FIELD (Field Input Environment for Linguistic Data)
EMELD / LINGUIST List
|Project / Software Title :||FIELD (Field Input Environment for Linguistic Data)|
|Project / Software URL:||http://emeld.org/tools/field/beta/|
|Access / Availability:||This software is under development. A test version is available to the public at the project URL listed above. Data can be entered in the test version, but will not be saved in the database. If you would like to be a beta tester with full access to all of the functionality of FIELD and provide input as to its future development, please contact Anthony Aristar at firstname.lastname@example.org.|
INTRODUCTION. As linguists strive to document endangered languages, there is a pressing need for tools that facilitate data collection and analysis while conforming to best practice in digital archiving. To address this need, the EMELD project (Electronic Metastructure for Endangered Languages Data) has produced FIELD, a new software tool that supports the development and sharing of lexical databases, while creating digital archives in accordance with the best practice recommendations of the EMELD community. Originally developed as an in-house tool to facilitate the conversion of legacy datasets for endangered languages, FIELD has grown in functionality and in the process has generated considerable excitement in the EMELD community as the only publicly available tool that conforms to best practice in the digital archiving of lexical data.
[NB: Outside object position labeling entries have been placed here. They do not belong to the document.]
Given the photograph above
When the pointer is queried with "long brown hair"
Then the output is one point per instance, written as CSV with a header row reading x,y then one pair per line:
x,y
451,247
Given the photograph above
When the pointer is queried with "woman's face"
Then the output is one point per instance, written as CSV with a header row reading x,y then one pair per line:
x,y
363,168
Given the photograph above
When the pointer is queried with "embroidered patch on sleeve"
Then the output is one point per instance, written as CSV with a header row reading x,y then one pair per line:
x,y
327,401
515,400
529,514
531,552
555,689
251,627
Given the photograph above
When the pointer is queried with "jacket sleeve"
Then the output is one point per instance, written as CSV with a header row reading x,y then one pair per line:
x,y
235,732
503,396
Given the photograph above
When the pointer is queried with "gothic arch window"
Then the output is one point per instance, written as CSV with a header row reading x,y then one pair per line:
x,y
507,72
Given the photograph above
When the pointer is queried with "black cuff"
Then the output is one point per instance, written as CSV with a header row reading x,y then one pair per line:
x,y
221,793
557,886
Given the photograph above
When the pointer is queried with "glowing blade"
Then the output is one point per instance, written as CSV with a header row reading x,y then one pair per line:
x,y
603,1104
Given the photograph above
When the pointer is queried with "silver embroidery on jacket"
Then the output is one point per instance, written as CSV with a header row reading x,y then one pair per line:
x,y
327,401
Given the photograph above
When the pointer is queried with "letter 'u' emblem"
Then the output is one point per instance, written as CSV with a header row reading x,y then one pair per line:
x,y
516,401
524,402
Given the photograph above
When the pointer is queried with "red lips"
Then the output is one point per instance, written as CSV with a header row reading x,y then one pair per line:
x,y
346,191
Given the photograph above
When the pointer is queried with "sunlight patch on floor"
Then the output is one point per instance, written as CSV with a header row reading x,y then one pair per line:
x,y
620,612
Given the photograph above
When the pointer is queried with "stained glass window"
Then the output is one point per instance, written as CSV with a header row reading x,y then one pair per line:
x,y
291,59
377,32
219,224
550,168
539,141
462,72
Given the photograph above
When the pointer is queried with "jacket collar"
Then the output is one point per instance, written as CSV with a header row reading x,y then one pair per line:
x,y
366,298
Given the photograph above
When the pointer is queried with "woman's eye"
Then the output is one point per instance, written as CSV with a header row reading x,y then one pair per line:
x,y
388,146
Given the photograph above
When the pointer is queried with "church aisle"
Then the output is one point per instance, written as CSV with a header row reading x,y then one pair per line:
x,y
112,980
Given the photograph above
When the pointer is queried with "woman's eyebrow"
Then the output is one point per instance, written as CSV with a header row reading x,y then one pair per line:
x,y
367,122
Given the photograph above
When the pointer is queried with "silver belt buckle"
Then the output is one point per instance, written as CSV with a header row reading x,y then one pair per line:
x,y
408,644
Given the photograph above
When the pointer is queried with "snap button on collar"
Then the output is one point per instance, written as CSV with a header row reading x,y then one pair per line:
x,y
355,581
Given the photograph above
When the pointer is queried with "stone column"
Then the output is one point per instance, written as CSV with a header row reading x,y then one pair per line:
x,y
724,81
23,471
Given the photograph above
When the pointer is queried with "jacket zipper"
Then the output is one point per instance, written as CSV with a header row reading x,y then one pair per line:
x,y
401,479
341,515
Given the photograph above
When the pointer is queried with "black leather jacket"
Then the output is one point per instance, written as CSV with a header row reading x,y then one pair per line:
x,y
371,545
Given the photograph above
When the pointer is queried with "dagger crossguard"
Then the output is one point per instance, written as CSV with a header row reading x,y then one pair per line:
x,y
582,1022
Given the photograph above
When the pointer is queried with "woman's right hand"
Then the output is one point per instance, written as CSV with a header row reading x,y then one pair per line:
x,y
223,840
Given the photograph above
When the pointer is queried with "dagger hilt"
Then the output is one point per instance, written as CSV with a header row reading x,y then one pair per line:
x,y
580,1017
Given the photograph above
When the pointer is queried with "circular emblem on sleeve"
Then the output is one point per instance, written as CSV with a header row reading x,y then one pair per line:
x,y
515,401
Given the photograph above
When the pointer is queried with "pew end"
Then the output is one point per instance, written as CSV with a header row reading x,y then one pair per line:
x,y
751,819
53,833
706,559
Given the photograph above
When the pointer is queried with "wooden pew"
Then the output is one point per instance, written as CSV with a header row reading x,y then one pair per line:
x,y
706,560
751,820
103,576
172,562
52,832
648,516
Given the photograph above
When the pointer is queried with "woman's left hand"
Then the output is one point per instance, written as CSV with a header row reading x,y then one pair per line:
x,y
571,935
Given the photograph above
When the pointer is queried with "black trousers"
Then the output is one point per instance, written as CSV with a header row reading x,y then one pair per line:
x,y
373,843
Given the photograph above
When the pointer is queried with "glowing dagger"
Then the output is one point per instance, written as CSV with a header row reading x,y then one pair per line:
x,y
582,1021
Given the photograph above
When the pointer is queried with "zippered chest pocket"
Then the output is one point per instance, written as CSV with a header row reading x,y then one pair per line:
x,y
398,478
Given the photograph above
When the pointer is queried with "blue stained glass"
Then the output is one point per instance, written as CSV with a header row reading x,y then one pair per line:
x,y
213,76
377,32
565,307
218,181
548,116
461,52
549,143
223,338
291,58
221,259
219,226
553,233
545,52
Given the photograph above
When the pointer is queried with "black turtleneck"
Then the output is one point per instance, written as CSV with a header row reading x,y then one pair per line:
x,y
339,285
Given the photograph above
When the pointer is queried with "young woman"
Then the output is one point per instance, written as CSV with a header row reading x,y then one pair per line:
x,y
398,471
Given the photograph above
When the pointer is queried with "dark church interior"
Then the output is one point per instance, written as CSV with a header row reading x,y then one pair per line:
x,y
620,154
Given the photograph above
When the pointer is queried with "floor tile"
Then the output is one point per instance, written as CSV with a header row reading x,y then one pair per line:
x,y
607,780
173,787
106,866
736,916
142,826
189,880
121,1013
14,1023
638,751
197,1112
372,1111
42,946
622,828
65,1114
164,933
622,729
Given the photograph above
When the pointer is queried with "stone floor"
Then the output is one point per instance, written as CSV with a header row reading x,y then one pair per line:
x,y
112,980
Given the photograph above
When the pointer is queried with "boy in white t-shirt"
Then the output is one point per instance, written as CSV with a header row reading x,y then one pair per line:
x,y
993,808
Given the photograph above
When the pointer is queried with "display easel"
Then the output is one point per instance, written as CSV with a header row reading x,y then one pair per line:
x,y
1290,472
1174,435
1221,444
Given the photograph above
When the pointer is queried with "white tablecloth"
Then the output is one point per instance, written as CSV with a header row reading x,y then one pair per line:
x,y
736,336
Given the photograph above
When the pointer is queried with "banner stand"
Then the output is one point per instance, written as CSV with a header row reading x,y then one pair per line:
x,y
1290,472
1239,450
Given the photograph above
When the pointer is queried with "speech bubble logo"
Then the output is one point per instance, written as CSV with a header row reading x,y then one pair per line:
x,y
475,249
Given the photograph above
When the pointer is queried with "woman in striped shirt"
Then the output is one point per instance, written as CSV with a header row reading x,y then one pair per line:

SUPPORT FOR BEST PRACTICE. FIELD's support of the EMELD best practice recommendations is briefly outlined below:
1) Irreplaceable data on endangered languages should be archived in an XML file with a schema that conforms to best practice. FIELD users can export their data at any time as an XML file. (An option to export data as a tab-delimited text file is also available, since this format is widely supported by commercially available database programs.) The XML file is validated by a schema file to enable data interchange with other third party software (for example, software for text annotation and analysis). The XML file can then be rendered by stylesheets into viewer-friendly formats for on-line or print display. (The EMELD School of Best Practice has several examples of stylesheets, each designed for a different purpose).
2) XML markup tags should be provided by a common linguistic ontology. When creating a new FIELD lexicon, the user must first set up a 'language profile', choosing the set of grammatical concepts found in the language (lexical and morphosyntactic categories), and mapping their terms to those provided by common linguistic ontology. This mapping allows users to work with and display their preferred grammatical terminology, while behind the scenes, it is linked to a common terminology set, ensuring that the XML markup will be intelligible to future generations. (The ontology used by FIELD is GOLD-General Ontology for Linguistic Description-which is being developed by EMELD's University of Arizona Research Team). When users export their data, this mapping is incorporated into the XML markup of the archive file. Another benefit of terminology mapping is it enables searches across electronic language resources. The FIELD 'search across languages' function makes use of the mapping, and we anticipate that other ontology-based search engines will be developed in the near future.
3) Unicode character encoding. FIELD fully supports Unicode, using it for data input, display, and storage. In addition, we have developed several means of facilitating the entry of IPA and other commonly used international characters from within FIELD. The first is Charwrite, a program that opens an interactive IPA chart when users double-click in a text field. If a user enters a character and right-clicks (or control-clicks on a Mac) Charwrite opens a pop-up menu of similar characters that when selected can replace the entered character. The FIELD program also allows users to define a set of keyboard shortcuts to increase the speed of entering international characters.
TO PREVIEW FIELD. The development version of FIELD is available in the EMELD School of Best Practice at http://emeld.org/school/workroom/lexicon/index.html. FIELD currently houses substantial lexical data for six typologically diverse languages: Biao Min (Hmong-Mien), MocovÍ (Guaicuruan), Potawatomi and Ottawa (Algonquian), Mongour (Southeastern Mongolic), and Ega (Kwa), and we anticipate the addition of another three languages. These language databases are available for public searching at http://emeld.org/school/search/searchlang/.